HE was the enigmatic yachtsman from Hamp-shire who enjoyed an adventurous life at sea.

Bennett Bevis crewed luxury vessels for some of the country’s most prominent businessmen during the 1950s and 1960s.

But he was most at home on his beloved Hamble River where he skippered yachts for some of his top employers, including business tycoon and millionaire Harry Hyams who built London’s Centre Point skyscraper.

Now the professional yachtsman’s sons have paid tribute to him as a “grand old man” in the wake of an inquest into his death.

The Southampton inquest heard how Mr Bevis, 90, was being led to a minibus waiting outside his home in Dodwell Lane, Hamble, to take him to a day centre on September 25 when he stumbled and hit his head.

He was taken to Southampton General Hospital but doctors decided that his wounds, age and frail state meant he would not survive an operation and he died later that day.

A post-mortem revealed Mr Bevis – who was registered blind ten years previously and had diabetes and high blood pressure – suffered a huge bleed to the brain from the fall.
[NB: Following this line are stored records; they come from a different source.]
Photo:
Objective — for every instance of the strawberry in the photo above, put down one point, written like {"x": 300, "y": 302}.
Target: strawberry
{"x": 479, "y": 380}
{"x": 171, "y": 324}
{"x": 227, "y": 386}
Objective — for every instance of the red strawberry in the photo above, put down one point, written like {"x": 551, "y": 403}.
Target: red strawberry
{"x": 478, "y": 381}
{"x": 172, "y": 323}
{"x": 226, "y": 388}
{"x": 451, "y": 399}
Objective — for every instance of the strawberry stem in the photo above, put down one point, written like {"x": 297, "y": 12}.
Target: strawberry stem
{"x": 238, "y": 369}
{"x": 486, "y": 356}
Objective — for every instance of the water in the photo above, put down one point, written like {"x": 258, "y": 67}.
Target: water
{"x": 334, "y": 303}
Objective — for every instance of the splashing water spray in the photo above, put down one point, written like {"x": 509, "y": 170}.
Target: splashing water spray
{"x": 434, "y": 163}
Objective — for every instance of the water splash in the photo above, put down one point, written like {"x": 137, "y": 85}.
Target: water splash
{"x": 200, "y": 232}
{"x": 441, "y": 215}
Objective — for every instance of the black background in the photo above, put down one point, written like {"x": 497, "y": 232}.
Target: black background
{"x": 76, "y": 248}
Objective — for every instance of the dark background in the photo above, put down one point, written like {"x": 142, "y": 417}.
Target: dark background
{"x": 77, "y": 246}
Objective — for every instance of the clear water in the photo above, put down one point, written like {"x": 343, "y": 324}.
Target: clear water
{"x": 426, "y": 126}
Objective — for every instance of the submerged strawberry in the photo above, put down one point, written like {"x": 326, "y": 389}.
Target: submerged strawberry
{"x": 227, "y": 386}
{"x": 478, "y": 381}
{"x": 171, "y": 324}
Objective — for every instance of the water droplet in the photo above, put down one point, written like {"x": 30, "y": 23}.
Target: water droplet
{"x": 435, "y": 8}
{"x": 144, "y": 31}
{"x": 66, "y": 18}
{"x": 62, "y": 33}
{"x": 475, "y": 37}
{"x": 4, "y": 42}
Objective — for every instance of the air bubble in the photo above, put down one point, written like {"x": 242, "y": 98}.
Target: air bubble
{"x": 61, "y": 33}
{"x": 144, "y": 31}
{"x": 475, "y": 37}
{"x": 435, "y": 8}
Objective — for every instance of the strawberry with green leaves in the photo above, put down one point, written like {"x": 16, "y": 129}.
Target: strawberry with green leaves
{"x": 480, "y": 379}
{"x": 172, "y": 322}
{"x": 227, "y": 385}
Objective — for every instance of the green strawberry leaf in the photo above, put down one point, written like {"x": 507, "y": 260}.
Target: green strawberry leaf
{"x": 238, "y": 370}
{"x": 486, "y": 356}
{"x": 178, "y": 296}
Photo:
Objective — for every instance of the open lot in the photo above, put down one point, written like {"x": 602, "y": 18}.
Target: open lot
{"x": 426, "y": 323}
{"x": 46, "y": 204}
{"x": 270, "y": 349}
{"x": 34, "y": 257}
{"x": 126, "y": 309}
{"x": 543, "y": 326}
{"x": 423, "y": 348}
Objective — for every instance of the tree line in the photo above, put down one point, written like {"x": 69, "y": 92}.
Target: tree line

Southampton coroner Keith Wiseman recorded an accidental death verdict.

Afterwards his son Nigel, 60, also from Hamble, said: “He was a grand old man and the Hamble River was his life.

“When we were growing up we had lots of important people drawing up to our house in big cars.

“I used to think he was in the Navy because they provided him with uniforms and he wore a sailor’s hat.”

His eldest son Leslie, 62, from Locks Heath, said: “The Bevis’s were well known and always out on the water sailing or fishing.”

Bennett Bevis, previously served as a Royal Navy volunteer in the Second World War, serving as a landing craft cox in the Middle East.